フランスのAGTは、地方都市の地下鉄を、トンネル径を小さくすることにより低コストで建設することをコンセプトとして開発され、レンヌ、トゥールーズ、リヨンの3都市に6路線の地下鉄が建設されています。
日本のAGT路線は、大きく分けて2種類の形態に分けることができます。
一つは、ポートライナー、六甲ライナー、ニュートラム、シーサイドライン、ゆりかもめ、ピーチライナーのような人工島や埋め立て地、そしてニュータウンなどと主要鉄道駅を結ぶ軌道系交通、もう一つは、酷い渋滞を引き起こしているバス路線を軌道系交通によって通勤通学の定時性、速達性を確保するための路線で、アストラムライン、日暮里・舎人ライナーがそれにあたります。

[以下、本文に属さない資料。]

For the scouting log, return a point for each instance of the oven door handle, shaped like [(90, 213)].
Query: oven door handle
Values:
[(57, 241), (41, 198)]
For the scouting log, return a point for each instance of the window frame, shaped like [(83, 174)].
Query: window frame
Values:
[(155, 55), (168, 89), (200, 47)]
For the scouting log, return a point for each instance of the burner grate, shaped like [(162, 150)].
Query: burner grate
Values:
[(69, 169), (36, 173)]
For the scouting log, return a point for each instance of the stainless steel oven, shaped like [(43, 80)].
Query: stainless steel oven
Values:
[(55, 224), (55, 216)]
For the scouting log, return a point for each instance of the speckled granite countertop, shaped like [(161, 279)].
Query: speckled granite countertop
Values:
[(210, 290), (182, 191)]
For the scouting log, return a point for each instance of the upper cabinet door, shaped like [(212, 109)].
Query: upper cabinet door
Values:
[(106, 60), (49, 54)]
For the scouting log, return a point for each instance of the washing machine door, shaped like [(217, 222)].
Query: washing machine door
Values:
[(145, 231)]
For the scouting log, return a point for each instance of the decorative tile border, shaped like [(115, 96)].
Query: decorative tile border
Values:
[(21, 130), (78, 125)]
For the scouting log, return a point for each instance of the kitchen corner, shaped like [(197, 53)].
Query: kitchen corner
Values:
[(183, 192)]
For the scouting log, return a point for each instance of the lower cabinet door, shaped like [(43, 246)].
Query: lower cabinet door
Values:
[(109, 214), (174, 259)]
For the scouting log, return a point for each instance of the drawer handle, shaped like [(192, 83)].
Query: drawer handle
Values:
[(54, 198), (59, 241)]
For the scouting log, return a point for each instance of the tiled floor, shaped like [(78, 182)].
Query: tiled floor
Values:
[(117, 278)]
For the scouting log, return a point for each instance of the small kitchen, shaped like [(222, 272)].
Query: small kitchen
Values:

渋滞解消を目的とした路線は、渋滞を引き起こしている道路の中央分離帯に支柱を立ててその上に軌道が載っていますが、人工島や埋め立て地の路線は、道路だけでなく、公園や広場など総合的な都市計画に基づきルートが計画されているのが特長です。
2.実路線のパターン化とその割合
日本では廃線になったピーチライナーを含めて全部で11のAGT路線が建設されましたが、1985年開業の西武山口線は西武の遊園地、ゴルフコースに沿った路線であること、1983年開業のニューシャトルは新幹線と軌道構造を共有している点などからこの2路線は除外し、今回の検討の対象路線は全部で9路線としています。
軌道位置をパターン化すると、
1.自動車道の中央分離帯に柱を立て、その上に軌道を設置したもの
2.自動車道の片方の歩道の外側に柱を立て、その上に軌道を設置したもの
3.護岸工事がなされた川沿い、海岸沿いに柱を立て、その上に軌道を設置したもの
4.団地内、公園内、広場内に柱を立て、その上に軌道を設置したもの
5.専用の高架橋をもつもの
以上5パターンで駅間軌道数を数え比較した結果を表1に示します。
対象9路線の全駅間数は99あります。そのうち中央分離帯に柱を立てて軌道を配置する(アストラムは3区間が地下)日本のAGTのコンセプトに沿った軌道は61あり、62%を占めます。その次に多いのが歩道脇に柱を立てて軌道を設置する方法で22%を占め、合計で84%が道路沿いに建設されていることがわかります。
3.渋滞解消を目的とした路線
2008年に開業した日本で最も新しいAGTである日暮里・舎人ライナーは、前述したAGTのコンセプト通りに、尾久橋通りの中央分離帯の上に柱を立ててその上に13駅、9.7㎞の高架軌道が敷かれています。荒川を渡る区間だけ、専用の橋を建設したので尾久橋通りからそれますが、それ以外はコンセプト通りです。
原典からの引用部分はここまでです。